Age 72: You must begin taking required minimum distributions from traditional Roth 401(k)s or traditional IRAs.
With these deadlines in mind, start working on this checklist:
Decide when it makes sense for you to start Social Security: You can start at 62, but each year you wait, the benefits grow.
Sign up for Medicare or health insurance that doesn’t come from your employer: Medicare coverage can begin at age 65 for everyone.
Check your retirement benefits: See what pension or other benefits you qualify for from your employer and check to see if you are eligible for benefits from a former employer.
Take advantage of last-minute benefits at work: Get your teeth cleaned, pick up a new pair of glasses and make one last matched charitable donation.
Figure out if you should keep your 401(k) or roll it over to an IRA: Depending on how your 401 (k) is doing, an IRA may have better investment options for you. So do a little research and decide what is best.
Make a financial plan: Base it on expected Social Security and pension benefits, investment earnings, part-time work earnings and your retirement savings.

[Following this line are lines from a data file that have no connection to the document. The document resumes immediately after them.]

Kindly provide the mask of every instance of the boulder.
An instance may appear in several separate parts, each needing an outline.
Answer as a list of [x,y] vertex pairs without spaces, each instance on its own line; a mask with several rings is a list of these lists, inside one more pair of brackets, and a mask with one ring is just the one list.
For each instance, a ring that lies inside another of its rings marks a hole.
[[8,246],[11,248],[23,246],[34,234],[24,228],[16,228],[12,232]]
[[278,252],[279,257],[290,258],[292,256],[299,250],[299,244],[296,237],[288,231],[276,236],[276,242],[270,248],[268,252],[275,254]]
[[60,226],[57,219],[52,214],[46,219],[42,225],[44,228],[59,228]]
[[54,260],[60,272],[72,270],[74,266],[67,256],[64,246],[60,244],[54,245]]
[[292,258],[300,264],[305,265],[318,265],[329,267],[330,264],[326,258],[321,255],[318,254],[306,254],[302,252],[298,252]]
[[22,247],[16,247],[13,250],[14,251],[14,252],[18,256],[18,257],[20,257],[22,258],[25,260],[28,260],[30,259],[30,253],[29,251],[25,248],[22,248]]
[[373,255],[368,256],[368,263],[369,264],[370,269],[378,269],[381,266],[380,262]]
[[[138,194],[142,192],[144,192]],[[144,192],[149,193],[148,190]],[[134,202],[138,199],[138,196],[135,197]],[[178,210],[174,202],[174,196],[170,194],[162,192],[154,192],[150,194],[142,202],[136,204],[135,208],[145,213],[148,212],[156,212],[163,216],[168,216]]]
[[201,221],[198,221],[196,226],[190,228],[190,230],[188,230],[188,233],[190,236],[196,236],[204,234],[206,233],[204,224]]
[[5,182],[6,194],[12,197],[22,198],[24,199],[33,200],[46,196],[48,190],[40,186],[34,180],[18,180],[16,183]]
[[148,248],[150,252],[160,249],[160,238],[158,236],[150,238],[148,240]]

Start or continue contributing to your HSA
The benefits of using a health savings account (HSA) add up quickly.
“A health savings account (HSA) can provide a triple tax break: Your contributions are tax-deductible (or pre-tax if through your employer), the money grows tax-deferred, and you can withdraw it tax-free for eligible medical expenses at any time,” says Kimberly Lankford at AARP. “And when you turn age 65, you can withdraw the money tax-free for even more expenses.”
You can’t make HSA contributions if you are enrolled in Medicare Part A or Part B, so this is something to do while you are still working for a large employer or for a small employer that doesn’t require you to enroll in Medicare. After you are required to stop making HSA contributions, you can keep the money growing in the account for future expenses.

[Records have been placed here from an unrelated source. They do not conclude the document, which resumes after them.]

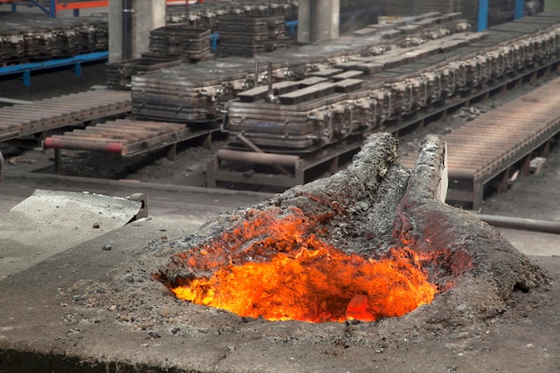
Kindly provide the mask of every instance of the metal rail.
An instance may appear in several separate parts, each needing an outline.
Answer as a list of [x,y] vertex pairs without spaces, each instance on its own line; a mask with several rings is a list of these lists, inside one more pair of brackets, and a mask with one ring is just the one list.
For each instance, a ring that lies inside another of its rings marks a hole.
[[[495,85],[489,85],[485,89],[473,90],[470,95],[454,97],[446,105],[439,107],[430,107],[430,109],[425,113],[418,113],[409,119],[400,119],[395,123],[387,123],[382,129],[377,131],[386,131],[394,133],[394,135],[395,136],[398,136],[399,131],[406,128],[413,128],[414,126],[422,127],[430,121],[445,117],[448,111],[453,111],[457,107],[461,107],[464,105],[469,105],[471,101],[480,98],[488,98],[491,92],[499,93],[505,91],[507,87],[519,87],[524,79],[534,81],[539,74],[545,75],[547,73],[549,73],[552,66],[554,66],[554,68],[556,70],[560,69],[559,63],[556,61],[548,65],[541,66],[540,68],[537,68],[535,70],[527,71],[524,74],[520,74],[515,79],[498,81],[495,82]],[[560,79],[558,81],[560,81]],[[558,89],[560,87],[558,87],[557,85],[556,86],[556,89]],[[552,89],[553,92],[554,89],[555,88]],[[553,97],[555,97],[554,94],[548,93],[548,95]],[[530,101],[532,98],[528,99]],[[560,97],[558,97],[557,99],[560,99]],[[530,105],[531,104],[531,102],[526,103],[525,106],[530,107]],[[518,103],[517,105],[520,104]],[[556,104],[556,106],[554,104],[551,104],[550,106],[552,106],[551,109],[556,110],[556,113],[558,110],[560,110],[560,103]],[[514,105],[513,106],[515,107]],[[523,106],[521,106],[521,107],[523,107]],[[490,114],[492,114],[492,113],[488,114],[488,115]],[[526,119],[529,120],[530,120],[530,116],[526,117]],[[488,123],[488,125],[490,126],[491,124]],[[530,126],[528,127],[530,128]],[[560,128],[560,124],[556,128]],[[470,130],[466,131],[468,132],[468,131]],[[534,131],[539,131],[538,130]],[[514,150],[516,150],[517,152],[512,153],[510,151],[509,153],[507,153],[510,156],[510,157],[508,158],[509,161],[513,162],[510,166],[515,164],[515,162],[518,162],[520,157],[522,157],[521,156],[522,154],[523,157],[525,157],[525,167],[528,167],[529,157],[530,156],[531,152],[536,148],[539,148],[539,147],[543,150],[548,149],[550,139],[555,136],[555,133],[557,134],[558,131],[556,131],[555,132],[555,130],[553,128],[552,131],[544,131],[543,133],[544,135],[539,132],[539,139],[542,140],[540,142],[528,141],[530,145],[534,145],[532,148],[531,146],[530,146],[529,148],[522,148],[521,150],[515,148]],[[470,132],[467,136],[470,136]],[[467,137],[466,139],[469,139],[469,137]],[[495,143],[500,143],[502,147],[511,147],[511,148],[508,148],[508,150],[513,148],[513,146],[511,142],[504,143],[499,140],[496,140],[496,136],[494,136],[491,139],[495,141]],[[444,140],[445,140],[445,137]],[[341,165],[346,163],[346,161],[349,161],[352,157],[360,150],[362,142],[362,137],[360,137],[359,139],[348,138],[342,143],[325,148],[323,151],[319,153],[301,157],[291,156],[288,163],[286,164],[286,165],[290,166],[288,169],[291,171],[291,174],[289,175],[273,174],[270,172],[267,172],[266,170],[261,172],[247,173],[242,171],[235,171],[233,168],[228,169],[227,167],[225,167],[225,165],[227,165],[228,163],[230,163],[231,165],[232,164],[234,165],[235,162],[242,161],[248,164],[253,163],[256,165],[274,165],[275,162],[278,160],[276,158],[271,159],[271,157],[265,157],[259,156],[257,153],[249,153],[249,156],[247,156],[247,151],[242,150],[228,150],[227,152],[221,151],[216,155],[213,161],[208,165],[207,182],[208,187],[217,187],[219,186],[220,182],[225,182],[246,185],[268,185],[277,186],[280,188],[289,188],[310,181],[313,178],[313,174],[317,175],[319,174],[334,174],[339,169]],[[488,148],[492,148],[495,146],[492,141],[491,144],[493,145],[488,146]],[[463,142],[462,142],[462,140],[458,140],[458,143],[455,145],[462,146],[463,145]],[[471,148],[468,153],[457,152],[455,154],[455,156],[462,157],[463,158],[463,164],[460,165],[458,165],[456,162],[454,162],[454,157],[451,157],[450,159],[448,159],[450,189],[447,193],[447,200],[471,202],[473,204],[474,209],[478,209],[483,200],[482,198],[484,186],[488,184],[490,181],[494,180],[496,176],[502,174],[504,172],[509,172],[510,166],[506,167],[506,169],[504,169],[504,167],[495,167],[488,173],[481,175],[481,177],[477,179],[477,186],[472,187],[471,190],[465,191],[464,187],[461,190],[457,189],[457,187],[454,186],[454,183],[452,182],[453,181],[460,179],[464,183],[464,180],[466,179],[472,180],[472,182],[474,183],[474,180],[472,178],[474,174],[477,172],[477,169],[476,167],[472,166],[472,163],[470,161],[471,158],[469,157],[469,155],[472,155],[473,151],[478,154],[480,149]],[[448,155],[454,154],[454,152],[455,152],[455,147],[448,148]],[[278,155],[269,154],[267,156]],[[546,153],[541,153],[541,156],[547,157]],[[416,155],[408,154],[407,156],[401,157],[400,159],[401,163],[403,165],[409,168],[412,168],[414,165],[414,162],[416,161]],[[488,160],[488,157],[484,159]],[[505,166],[507,162],[504,164],[504,166]],[[524,169],[523,174],[528,174],[529,169]],[[499,190],[504,190],[503,184]],[[477,192],[475,193],[474,191],[477,191]]]
[[[61,1],[61,0],[50,0],[50,4],[47,8],[41,5],[36,0],[25,0],[25,1],[10,1],[10,0],[0,0],[0,4],[9,3],[12,4],[12,11],[15,12],[17,10],[18,3],[30,3],[33,5],[39,8],[43,13],[52,18],[55,18],[58,12],[62,11],[72,11],[74,16],[80,15],[80,9],[89,9],[89,8],[106,8],[109,6],[108,0],[98,0],[98,1]],[[193,4],[202,4],[203,0],[165,0],[165,4],[167,6],[171,5],[189,5]]]
[[55,149],[56,170],[60,169],[63,149],[102,151],[132,157],[168,148],[166,157],[174,160],[177,143],[204,138],[205,143],[209,144],[212,133],[218,130],[217,125],[195,128],[182,123],[121,119],[47,137],[43,146]]
[[131,111],[131,93],[96,89],[31,104],[0,108],[0,140],[123,114]]
[[[535,153],[547,157],[551,140],[560,133],[559,89],[560,78],[443,136],[448,148],[447,200],[470,202],[478,210],[490,182],[505,191],[516,168],[530,174]],[[401,159],[410,168],[414,161],[410,154]]]
[[31,72],[72,65],[74,68],[74,73],[78,78],[80,78],[81,77],[81,64],[93,61],[106,61],[108,56],[109,53],[103,51],[78,55],[68,58],[56,58],[48,61],[13,64],[0,67],[0,75],[21,73],[23,77],[23,84],[25,87],[30,87],[31,85]]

So when and how can you use the money growing in the account?
Before age 65, you can withdraw HSA money for anything other than qualified medical expenses, but you usually have to pay taxes and a 20% penalty.
At age 65 and older, you only have to pay taxes on nonmedical withdrawals.

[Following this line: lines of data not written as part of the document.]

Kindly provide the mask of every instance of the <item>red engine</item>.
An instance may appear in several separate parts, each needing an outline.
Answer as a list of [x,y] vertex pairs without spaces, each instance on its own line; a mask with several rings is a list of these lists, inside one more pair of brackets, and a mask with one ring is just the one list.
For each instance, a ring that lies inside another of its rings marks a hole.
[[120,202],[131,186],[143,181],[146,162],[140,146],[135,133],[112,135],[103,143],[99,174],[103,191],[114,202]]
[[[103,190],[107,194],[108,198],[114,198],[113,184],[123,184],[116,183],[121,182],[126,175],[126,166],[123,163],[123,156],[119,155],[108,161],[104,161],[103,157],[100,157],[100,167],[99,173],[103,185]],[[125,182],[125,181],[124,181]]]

At age 65 and older, you can take tax-free HSA withdrawals to pay premiums for Medicare Part B, Part D prescription-drug coverage and Medicare Advantage.
Use a retirement calculator
Maybe you’re worried you don’t have enough saved, or maybe you’re confident you do. Either way, it’s good to double-check your hunches with some cold, hard numbers. A retirement calculator can help. Here are a few to help you answer the most important retirement money questions:
Take advantage of time and benefits
Every penny counts, so keep saving what you can, even if you’re only working part-time or on a freelance basis. As long as you’re earning income, you can contribute to a Roth or traditional IRA, up to $7,000 if you’re over 50 and up to $7,000 if your spouse is not working and over 50.
“If someone works from age 65 to 75 and contributes $7,000 each year to a retirement account that grows at 5 percent a year, by age 75 they’d have almost $100,000 saved,” says Patrick Carney, a certified financial planner.
Whether retirement is a couple of decades away or just a year or two down the road, there are steps you can take to make your golden years the best they can be. Know your deadlines, contribute to an HSA, use a retirement calculator and take advantage of the time and benefits available to you to step into the next phase of your life with confidence.